地震リスク delphis manta blue

身近な地震リスク 減災を目指して

<復興を願い 2011.3.11東日本大震災>
<未曾有の巨大災害 記録>

防災対策・啓蒙の行政格差

2006-12-02 | 地震リスク
30年以内に70%の確率で発生が予想される首都直下地震。東京都、神奈川県、千葉県、埼玉県を中心に経済被害は112兆円の規模に及ぶ。

想定される建物被害は85万棟に及ぶ。風速15メートル、夕方18時の条件で発生した場合には最悪65万棟の建物が焼失する。揺れによる倒壊より、火災による焼失が全体の77%を占めるのが特徴だ。

環状6,7号線沿いに火災旋風が発生するとのことであるが、密集市街地を中心に火の海になるのは確実だ。恐怖を煽るつもりはないが、地域住民のことを思うと早く密集市街地の解消と防火、防災対策をすすめるべきだ。すすめるのは行政が中心となるだけでなく、地域住民がもっとも先頭にたつべきである。

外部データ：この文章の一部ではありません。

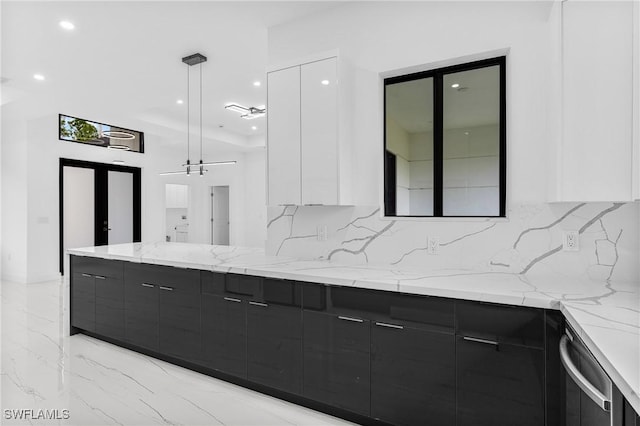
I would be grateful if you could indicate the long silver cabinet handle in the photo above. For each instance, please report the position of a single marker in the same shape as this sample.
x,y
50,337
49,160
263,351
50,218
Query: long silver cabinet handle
x,y
350,319
592,392
476,340
384,324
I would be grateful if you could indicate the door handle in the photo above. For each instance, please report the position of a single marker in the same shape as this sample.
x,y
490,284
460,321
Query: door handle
x,y
350,319
592,392
477,340
384,324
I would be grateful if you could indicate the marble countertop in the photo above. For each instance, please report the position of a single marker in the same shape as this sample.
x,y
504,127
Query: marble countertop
x,y
606,314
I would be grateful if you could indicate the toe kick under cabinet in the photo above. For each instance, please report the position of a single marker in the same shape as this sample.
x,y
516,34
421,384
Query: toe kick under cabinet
x,y
373,357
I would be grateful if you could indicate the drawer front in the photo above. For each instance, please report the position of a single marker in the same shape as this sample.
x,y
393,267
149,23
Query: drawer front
x,y
97,266
501,323
213,282
183,280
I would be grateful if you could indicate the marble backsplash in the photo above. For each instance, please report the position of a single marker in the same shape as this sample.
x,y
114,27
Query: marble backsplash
x,y
528,241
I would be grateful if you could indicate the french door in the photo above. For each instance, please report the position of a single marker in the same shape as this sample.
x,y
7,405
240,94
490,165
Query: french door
x,y
99,205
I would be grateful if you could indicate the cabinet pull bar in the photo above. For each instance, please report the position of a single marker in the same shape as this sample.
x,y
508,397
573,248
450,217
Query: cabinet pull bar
x,y
384,324
350,319
485,341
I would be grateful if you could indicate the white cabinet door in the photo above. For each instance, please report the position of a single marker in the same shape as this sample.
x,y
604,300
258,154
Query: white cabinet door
x,y
596,150
319,118
283,140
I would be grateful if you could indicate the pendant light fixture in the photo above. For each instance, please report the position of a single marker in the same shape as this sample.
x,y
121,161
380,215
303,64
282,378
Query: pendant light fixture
x,y
189,168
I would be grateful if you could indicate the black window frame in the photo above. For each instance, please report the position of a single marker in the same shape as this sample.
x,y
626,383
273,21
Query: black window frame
x,y
438,124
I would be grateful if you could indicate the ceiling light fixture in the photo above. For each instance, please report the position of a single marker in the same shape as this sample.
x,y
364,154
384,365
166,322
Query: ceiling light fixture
x,y
67,25
248,113
191,60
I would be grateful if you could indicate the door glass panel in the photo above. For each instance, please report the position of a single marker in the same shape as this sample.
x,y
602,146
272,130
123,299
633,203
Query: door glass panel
x,y
120,202
409,137
471,142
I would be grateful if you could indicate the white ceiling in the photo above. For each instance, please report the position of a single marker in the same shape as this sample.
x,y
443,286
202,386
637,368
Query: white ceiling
x,y
122,63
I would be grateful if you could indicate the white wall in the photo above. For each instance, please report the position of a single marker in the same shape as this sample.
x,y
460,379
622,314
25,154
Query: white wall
x,y
30,161
383,37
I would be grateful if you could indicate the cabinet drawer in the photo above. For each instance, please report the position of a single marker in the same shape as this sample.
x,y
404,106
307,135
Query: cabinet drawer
x,y
97,266
183,280
243,285
501,323
423,312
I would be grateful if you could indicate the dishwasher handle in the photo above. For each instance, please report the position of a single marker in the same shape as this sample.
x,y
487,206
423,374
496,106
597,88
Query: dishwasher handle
x,y
592,392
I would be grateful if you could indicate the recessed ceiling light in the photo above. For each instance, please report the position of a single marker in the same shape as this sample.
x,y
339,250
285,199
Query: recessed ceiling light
x,y
67,25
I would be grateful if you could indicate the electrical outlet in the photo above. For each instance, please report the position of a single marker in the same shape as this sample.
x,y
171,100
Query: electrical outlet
x,y
570,241
433,245
321,232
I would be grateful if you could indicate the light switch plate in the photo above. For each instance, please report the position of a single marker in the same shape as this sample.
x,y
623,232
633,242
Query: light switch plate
x,y
433,245
571,241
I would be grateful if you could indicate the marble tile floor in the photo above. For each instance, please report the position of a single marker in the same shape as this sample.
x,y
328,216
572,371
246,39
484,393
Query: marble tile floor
x,y
43,368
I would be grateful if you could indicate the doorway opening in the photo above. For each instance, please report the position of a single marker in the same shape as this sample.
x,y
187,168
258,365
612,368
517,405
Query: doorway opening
x,y
220,215
99,205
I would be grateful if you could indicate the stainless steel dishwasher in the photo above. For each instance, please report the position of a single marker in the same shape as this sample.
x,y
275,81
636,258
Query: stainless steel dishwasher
x,y
590,398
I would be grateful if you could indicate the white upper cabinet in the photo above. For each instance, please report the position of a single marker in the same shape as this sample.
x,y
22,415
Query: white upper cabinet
x,y
283,142
307,145
319,118
595,156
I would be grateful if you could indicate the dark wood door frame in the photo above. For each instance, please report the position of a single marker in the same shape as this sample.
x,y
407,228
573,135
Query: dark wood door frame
x,y
101,200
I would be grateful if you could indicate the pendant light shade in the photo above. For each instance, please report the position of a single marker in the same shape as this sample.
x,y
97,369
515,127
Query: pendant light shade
x,y
189,167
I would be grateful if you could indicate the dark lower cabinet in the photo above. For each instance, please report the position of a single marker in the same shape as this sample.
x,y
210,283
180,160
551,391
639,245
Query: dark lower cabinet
x,y
412,376
499,385
336,361
224,334
83,303
179,316
140,311
109,306
274,346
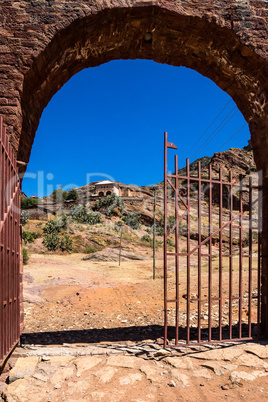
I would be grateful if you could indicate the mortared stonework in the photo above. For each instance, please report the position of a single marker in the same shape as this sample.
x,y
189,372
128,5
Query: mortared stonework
x,y
43,43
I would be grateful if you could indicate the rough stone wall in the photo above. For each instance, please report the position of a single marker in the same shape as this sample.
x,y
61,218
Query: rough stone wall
x,y
44,42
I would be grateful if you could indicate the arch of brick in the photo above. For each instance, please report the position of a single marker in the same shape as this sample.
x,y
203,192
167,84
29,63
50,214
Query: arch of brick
x,y
43,43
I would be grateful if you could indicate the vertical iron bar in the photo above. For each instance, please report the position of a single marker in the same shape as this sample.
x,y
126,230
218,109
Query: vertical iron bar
x,y
1,243
154,234
209,258
250,258
165,239
188,251
231,259
220,257
177,249
199,252
240,254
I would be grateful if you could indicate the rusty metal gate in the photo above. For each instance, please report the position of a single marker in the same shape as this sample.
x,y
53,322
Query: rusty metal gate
x,y
212,255
9,248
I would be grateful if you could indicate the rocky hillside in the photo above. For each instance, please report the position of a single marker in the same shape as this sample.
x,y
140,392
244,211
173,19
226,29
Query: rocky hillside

首都直下地震の火災焼失予想図をみてふとある地域に注目した。
(画像は政府中央防災会議公表資料より)

焼失地域は東京都だけでなく近隣地域まで広がっている。今年9月に輝かしくオープンしたラゾーナ川崎のある川崎市。工業都市からチネチッタ、ミューザ川崎、ラゾーナ川崎とさまざまな注目施設を建設し、高層マンションが建ち並ぶ住む街へと変貌している。その川崎市のある一角は東京都と同様にメッシュが真っ赤に塗りつぶされている地域があった。

国道15号線の東南側の川崎区小田2,3丁目地区。この周辺はグーグル・アースの地図上でみるとくもの巣のような狭い道に木造住宅がひしめきたっている。いわゆる密集市街地で川崎市では平成5年より「密集住宅市街地整備促進事業」を導入し、道路・公園などの公共施設整備や燃えにくい建物への建替えを支援している。面積は約25.8ヘクタールと広範囲にわたるが、全国ワースト1位の大阪市、2位の横浜市ほどではない。しかし、なかなか解消されないようだ。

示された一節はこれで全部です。